Let’s dispel a few myths. Myth number one: Colleges that accept the SAT or ACT prefer one over the other. This one is easy--there is no favorite. Really. They don’t care. Students can take either a practice or a real version of both tests and find out which they like better or which yields higher scores (you can Google “SAT to ACT conversion scale” to find out how the scores compare to each other).
Myth number two: The ACT is easier. This is a little less clear-cut. What constitutes a “good score” for the SAT or ACT is determined on a curve based on how well you do in comparison to your peers. While it’s certainly true that some students will do better on either the SAT or ACT, the discrepancy is rarely very large; it is extremely unlikely that a student will score in the 99th percentile on one but only the 50th percentile on the other.
No one should feel obligated to take both tests, however. Certainly students should just focus on one if they feel they don’t have enough steam for both--there’s no sense in getting burned out and doing poorly on two tests when you can save your energy and do well on one. After all, test preparation--not to mention the test itself--can be a debilitating process in some cases.

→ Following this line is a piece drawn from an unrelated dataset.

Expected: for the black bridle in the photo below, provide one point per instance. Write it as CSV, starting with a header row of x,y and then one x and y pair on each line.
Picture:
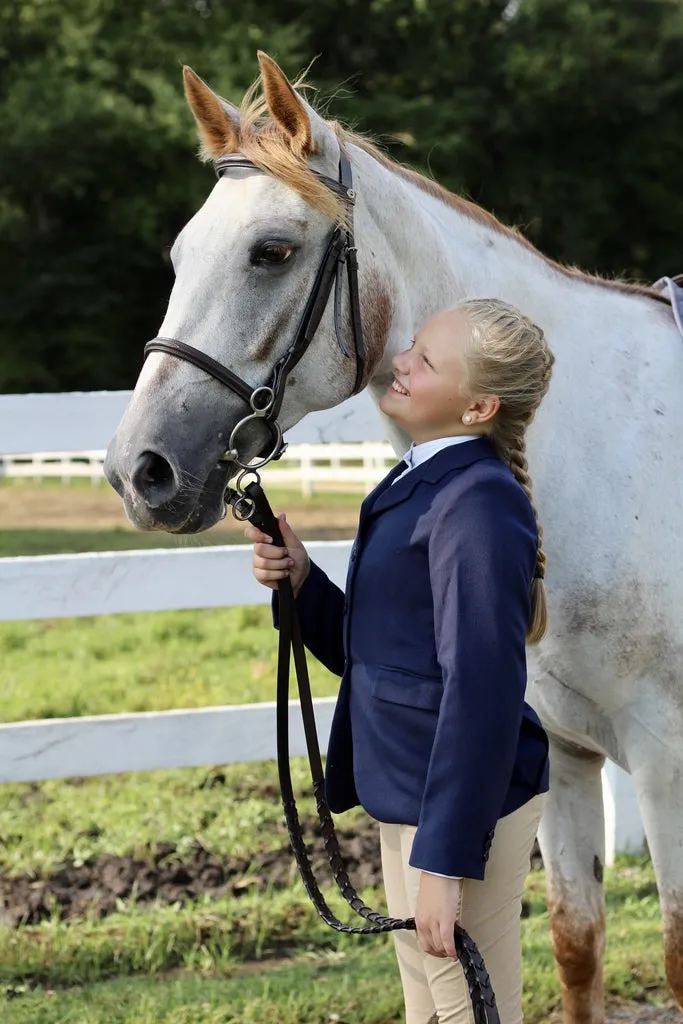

Of course, there are always exceptions to any recommendations. There’s no substitute for doing the research by calling college admissions offices directly. Today, a mom told me that her son was focusing on the ACT, even though he was scoring similarly on the SAT. Her rationale made sense: While Duke University required the SAT plus 2 SAT Subject Tests, Duke would waive the SAT Subject Test requirement for students who took the ACT. In the end, it’s a choice that should be made considering all of the factors: a student’s motivation, college requirements, score discrepancies, etc.